Last night we did something special and went out to dinner with some old friends of ours. These friends live in Perth, way over on the other side of the country. If you live in London, Perth is further away from Melbourne than you are from Istanbul. And in between there’s an awful lot of flat nothing except iron ore and gold.
We had a very enjoyable evening catching up on old times and hearing about what we are all doing now.
But what makes this evening so special is that this is the friend who saved my life 38 years ago. He’s far too humble to ever accept my gratitude to him for what he did all those years ago, but if it wasn’t for him then I wouldn’t be here, and neither would my 3 daughters and 4 grand children.
I have written briefly about that episode, but today I’ll take a slightly different approach.
In this modern world of whacky ideas, we hear about KETO and FASTING and LOW CARB, amongst an alphabet of other weird approaches to this nirvana of losing weight and “fitness”. That’s all well and good – whatever floats your boat I suppose. But what we never hear about, because very few people know much about T1D, is the very real and life threatening danger of a person with T1D, also T2D if they have progressed to insulin injections, of dying from a massive episode of hypoglycaemia. And this is what almost happened to me 38 years ago.
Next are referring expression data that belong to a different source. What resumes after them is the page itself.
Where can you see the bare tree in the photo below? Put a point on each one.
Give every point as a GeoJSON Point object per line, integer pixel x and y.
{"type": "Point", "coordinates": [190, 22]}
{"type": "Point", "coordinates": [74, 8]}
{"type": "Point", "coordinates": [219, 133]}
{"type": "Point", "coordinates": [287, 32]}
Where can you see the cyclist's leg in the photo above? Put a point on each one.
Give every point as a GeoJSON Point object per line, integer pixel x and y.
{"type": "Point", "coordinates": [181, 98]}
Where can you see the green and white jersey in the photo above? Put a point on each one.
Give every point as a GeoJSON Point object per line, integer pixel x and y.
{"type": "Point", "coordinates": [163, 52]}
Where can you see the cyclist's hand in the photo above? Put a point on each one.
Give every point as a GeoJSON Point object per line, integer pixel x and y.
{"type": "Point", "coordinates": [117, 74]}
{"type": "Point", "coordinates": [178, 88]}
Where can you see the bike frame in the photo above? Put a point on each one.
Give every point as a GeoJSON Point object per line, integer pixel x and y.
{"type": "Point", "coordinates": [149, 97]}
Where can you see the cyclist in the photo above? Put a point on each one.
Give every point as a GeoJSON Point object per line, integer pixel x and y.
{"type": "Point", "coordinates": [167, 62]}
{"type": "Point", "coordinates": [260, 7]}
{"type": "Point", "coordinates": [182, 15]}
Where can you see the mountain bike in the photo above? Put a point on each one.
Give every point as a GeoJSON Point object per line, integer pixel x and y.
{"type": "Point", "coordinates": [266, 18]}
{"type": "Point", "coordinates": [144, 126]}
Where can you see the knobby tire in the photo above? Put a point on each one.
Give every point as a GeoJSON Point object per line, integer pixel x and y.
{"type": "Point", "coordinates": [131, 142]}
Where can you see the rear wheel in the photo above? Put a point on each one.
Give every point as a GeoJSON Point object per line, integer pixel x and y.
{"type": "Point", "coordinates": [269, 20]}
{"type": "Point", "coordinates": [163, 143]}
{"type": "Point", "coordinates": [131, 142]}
There’s a pandora’s box of reasons behind what happened back then, and I won’t even mention the couple of very dark years that followed as I tried to get my life back together, but the reality is that every person who lives with T1D is only hours away from being dead. And if not dead, then left living with brain damage, or some other damage that comes from their body not having enough carbohydrate to survive.
I had already been in intensive care in the hospital for some days before I woke from my coma and now have the first memories of the episode. In effect, I wasn’t there for the really colourful parts of the story involving passing out and convulsing for hours in my flat until my friend came home. Or the frantic ambulance trip to the hospital and going into intensive care, where they started the frantic activities to try to bring me back. But my friend was there, and if it wasn’t for him, I wouldn’t be here today.
Forever grateful my humble friend.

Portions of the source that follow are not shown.